“There is no objective reality. There are no facts. There are no best products. All that exist in the world of marketing are perceptions in the minds of the customer or prospect. The perception IS the reality. Everything else is an illusion.” I pulled this quote from chapter 4, “The Law of Perception” out of the book I am working through, The 22 Immutable Laws of Marketing. There is a lot to unpack from that so let me give it a try.
Have you ever walked into somebody’s house and thought to yourself, “WOW, these people have no taste!” Come on, you know you have. Is it that they have no taste or that their taste is not YOUR taste. For them, they made a great decision when they purchased that velvet Elvis painting to put over the fireplace. Their perception is that their home is perfect, and for them it is. Do you know anyone that often presents their opinion, or their perception of things as just being right. I do and it is annoying, but that is often times how people see their world. Their opinion or perception of it is right and you are not going to change that. “Truth and perception become fused in the mind, leaving no difference between the two.” Man I love this book.

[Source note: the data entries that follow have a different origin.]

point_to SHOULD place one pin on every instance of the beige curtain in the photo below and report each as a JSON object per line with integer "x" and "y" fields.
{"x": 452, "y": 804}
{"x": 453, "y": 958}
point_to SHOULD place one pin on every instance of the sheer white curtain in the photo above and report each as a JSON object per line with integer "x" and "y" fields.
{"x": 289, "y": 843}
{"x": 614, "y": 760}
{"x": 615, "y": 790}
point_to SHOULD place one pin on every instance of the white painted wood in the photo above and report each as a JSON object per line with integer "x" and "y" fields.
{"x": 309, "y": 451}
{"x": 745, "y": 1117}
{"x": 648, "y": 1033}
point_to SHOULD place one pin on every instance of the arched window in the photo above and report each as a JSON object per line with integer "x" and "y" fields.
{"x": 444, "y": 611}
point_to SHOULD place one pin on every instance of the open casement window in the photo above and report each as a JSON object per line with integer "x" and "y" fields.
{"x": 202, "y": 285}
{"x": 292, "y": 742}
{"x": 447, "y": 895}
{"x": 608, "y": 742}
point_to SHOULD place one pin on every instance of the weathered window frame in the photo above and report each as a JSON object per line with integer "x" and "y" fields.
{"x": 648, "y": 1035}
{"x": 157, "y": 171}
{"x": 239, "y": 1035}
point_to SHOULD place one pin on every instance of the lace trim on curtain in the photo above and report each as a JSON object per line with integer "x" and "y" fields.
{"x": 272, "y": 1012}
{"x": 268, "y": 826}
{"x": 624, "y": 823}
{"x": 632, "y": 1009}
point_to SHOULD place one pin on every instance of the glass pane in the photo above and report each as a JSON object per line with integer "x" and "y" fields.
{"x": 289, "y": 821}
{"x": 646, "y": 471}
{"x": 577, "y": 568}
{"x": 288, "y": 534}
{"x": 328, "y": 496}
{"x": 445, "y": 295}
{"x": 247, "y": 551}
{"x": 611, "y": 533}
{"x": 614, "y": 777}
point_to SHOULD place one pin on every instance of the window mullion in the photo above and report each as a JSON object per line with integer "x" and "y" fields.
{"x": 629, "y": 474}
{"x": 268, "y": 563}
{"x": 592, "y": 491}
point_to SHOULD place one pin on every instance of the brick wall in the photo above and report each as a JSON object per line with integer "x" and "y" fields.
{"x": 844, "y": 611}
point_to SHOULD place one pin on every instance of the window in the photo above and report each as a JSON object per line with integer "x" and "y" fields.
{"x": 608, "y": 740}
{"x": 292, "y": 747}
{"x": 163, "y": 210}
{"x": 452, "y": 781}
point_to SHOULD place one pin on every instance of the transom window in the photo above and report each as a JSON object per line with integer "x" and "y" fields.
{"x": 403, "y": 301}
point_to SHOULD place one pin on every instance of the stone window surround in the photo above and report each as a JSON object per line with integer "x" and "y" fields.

Companies make marketing mistakes all of the time because they think they are fighting a product battle and they really are not. I am not saying that product doesn’t matter because it does, but for me that is the price of entry. Just because your product might be better does not mean you are going to win the battle with the consumer. Consider for a minute that Serta is the #1 mattress brand in the United States. Is it because of their products? Maybe some, but if it were all about that then they would be #1 in every foreign market they compete in and they aren’t. Is Casper a better foam bed than the others out there? I have seen them and do not believe they are, HOWEVER, they are doing a brilliant job of telling their story and winning the perception battle on line.
We have to understand how people arrive at their beliefs or perceptions, and only then can we hope to change them. Today it isn’t just about addressing your target customer either, you have to get their friends and family on board so that you can make sure the reviews are going your way. Once a wave of people think you stink, that momentum can kill you and before you know it you stink. Its real.
Remember Audi. Not the Audi of today, the Audi of 20 something years ago. They had a problem with quality and “unintended acceleration.” It was not an issue with every car but pretty soon, that is how it was perceived and their brand was hurt in a big way. It is just recently that they have really come back, and I bet if you talk to the executives there, (those that survived), they would tell you that it was one helluva long road.
Are you winning the battle of perception? Does your team think it is just about the product?